By Sean Ryan - 19 April, 2015

“Church renewal is coming primarily through an emphasis on collegiality and the restoration of the synodal process to what it was intended to be in Vatican II" - Austen Ivereigh.

Dr Austen Ivereigh, with Professor Eamonn Conway, Head of Theology and Religious Studies at MIC (l) and Professor Michael A Hayes, President of MIC (r). Photograph: Liam Burke/Press 22

Dr Austen Ivereigh, with Professor Eamonn Conway, Head of Theology and Religious Studies at MIC (l) and Professor Michael A Hayes, President of MIC (r).
Photograph: Liam Burke/Press 22

Pope Francis’s pontificate has set out to unblock the channels of the Holy Spirit so that the Church can be renewed according to his biographer.

Almost two hundred people attended a public lecture by Pope Francis expert, Dr Austen Ivereigh, at Mary Immaculate College recently.

Dr Ivereigh is the author of the bestseller ‘The Great Reformer; Francis and the Making of a Radical Pope’.

He stressed to his listeners that Pope Francis is putting a great emphasis on protecting and promoting the family because for him the family is the means by which the Spirit flows in to the world.

“Church renewal is coming primarily through an emphasis on collegiality and the restoration of the synodal process to what it was intended to be in Vatican II. For Francis, the Church is not an end in itself: it is at the service of Christ,” he said.

He expanded by saying “His connection with ordinary people is part of the way he is re-establishing a connection between the papacy and what he calls God’s holy faithful people.”

According to Dr Ivereigh, he began to deeply admire Pope Francis during his research for the book, ‘The Great Reformer; Francis and the Making of a Radical Pope’, in particular for his great courage.

“A lot of people are saying that, given that he is so often misunderstood, maybe he should just say less, but I don’t agree with that for two reasons.”

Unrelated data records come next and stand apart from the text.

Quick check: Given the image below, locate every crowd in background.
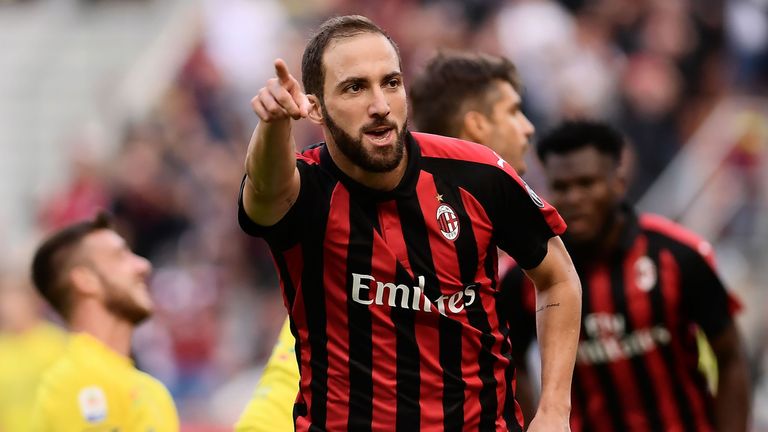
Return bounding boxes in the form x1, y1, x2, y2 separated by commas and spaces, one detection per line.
1, 0, 768, 424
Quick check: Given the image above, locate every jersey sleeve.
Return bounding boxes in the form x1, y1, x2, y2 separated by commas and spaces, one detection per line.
145, 375, 179, 432
237, 159, 314, 250
678, 240, 738, 338
235, 320, 299, 432
498, 266, 536, 365
32, 374, 109, 432
494, 167, 565, 269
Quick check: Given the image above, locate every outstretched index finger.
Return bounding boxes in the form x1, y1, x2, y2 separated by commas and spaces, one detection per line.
275, 59, 293, 87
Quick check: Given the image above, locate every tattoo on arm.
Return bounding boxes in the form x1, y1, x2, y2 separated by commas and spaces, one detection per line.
536, 303, 560, 313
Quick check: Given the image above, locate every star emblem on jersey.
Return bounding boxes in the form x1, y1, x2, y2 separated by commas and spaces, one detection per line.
635, 256, 658, 292
437, 203, 459, 241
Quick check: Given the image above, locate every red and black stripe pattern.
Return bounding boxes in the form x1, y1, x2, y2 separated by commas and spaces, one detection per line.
240, 134, 564, 431
503, 209, 733, 432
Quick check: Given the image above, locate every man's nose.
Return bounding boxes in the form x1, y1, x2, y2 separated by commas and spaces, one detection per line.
368, 87, 390, 117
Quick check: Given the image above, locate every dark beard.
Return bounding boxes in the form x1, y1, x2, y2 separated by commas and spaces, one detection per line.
96, 270, 152, 325
323, 107, 407, 173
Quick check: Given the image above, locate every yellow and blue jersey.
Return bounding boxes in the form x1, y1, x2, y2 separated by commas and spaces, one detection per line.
235, 320, 299, 432
33, 333, 179, 432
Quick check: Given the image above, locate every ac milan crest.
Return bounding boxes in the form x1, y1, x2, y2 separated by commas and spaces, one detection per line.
437, 204, 459, 240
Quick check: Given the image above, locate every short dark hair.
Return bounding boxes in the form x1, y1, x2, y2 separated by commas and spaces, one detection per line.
32, 212, 112, 318
410, 51, 520, 137
301, 15, 400, 103
536, 120, 625, 164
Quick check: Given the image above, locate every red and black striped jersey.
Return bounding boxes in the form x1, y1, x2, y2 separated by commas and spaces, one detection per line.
239, 133, 565, 431
502, 208, 736, 432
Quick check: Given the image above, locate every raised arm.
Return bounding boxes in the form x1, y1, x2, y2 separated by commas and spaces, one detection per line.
526, 237, 581, 432
710, 322, 751, 432
243, 59, 309, 226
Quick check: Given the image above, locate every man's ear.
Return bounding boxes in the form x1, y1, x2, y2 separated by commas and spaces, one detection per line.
307, 94, 325, 126
459, 111, 490, 144
67, 265, 100, 296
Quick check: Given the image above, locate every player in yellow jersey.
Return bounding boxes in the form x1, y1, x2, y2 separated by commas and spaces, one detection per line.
32, 214, 179, 432
236, 52, 535, 432
0, 275, 67, 432
235, 320, 299, 432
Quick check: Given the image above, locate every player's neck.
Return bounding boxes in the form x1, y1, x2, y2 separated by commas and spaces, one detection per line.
599, 211, 627, 255
69, 304, 134, 357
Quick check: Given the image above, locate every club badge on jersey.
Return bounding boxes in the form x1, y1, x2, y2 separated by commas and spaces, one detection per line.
437, 203, 459, 241
77, 386, 107, 423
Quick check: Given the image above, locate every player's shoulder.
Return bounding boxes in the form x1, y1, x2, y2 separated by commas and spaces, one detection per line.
411, 132, 503, 168
638, 213, 713, 259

“I think that direct spontaneous speech is part of a larger reform of the Church and of the papacy which he is carrying out and he perceives it is very important to have that direct contact with people. He doesn’t want to be filtered”.

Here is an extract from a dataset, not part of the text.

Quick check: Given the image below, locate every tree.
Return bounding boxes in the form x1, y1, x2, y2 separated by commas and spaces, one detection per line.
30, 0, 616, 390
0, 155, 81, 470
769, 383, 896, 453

“Secondly, he causes offence, but that to me is part of his authenticity. He is not setting out to please people, unlike politicians. Only a pope could get away with calling Europe an ‘infertile grandmother’. He is quite happy to use those kind of metaphors which people in public life don’t normally do,” Dr Ivereigh added.

The London-based journalist, author, commentator and campaigner is a former deputy editor of The Tablet and later Director for Public Affairs of the former Archbishop of Westminster, Cardinal Cormac Murphy-O’Connor.

He is frequently invited to appear on radio and TV programmes to comment on stories involving the Church.

As the founder of Catholic Voice in the UK and with a PhD from Oxford on Church-State relations in Argentina, his grasp of where Pope Francis has come from, and where he is leading the Church is hard to equal, according to Professor Eamonn Conway, Head of Theology & Religious Studies at MIC.

‘The Great Reformer; Francis and the Making of a Radical Pope’ was published in December 2014, and is recognised as being the most comprehensive and insightful biography to date the Argentine pontiff.

His lecture in Limerick was co-sponsored by the Department of Theology & Religious Studies (TRS) MIC, the Irish Section of the European Society for Catholic Theology, and the Irish Catholic Newspaper and was chaired by Professor Eamon Conway, Head of TRS, Mary Immaculate College.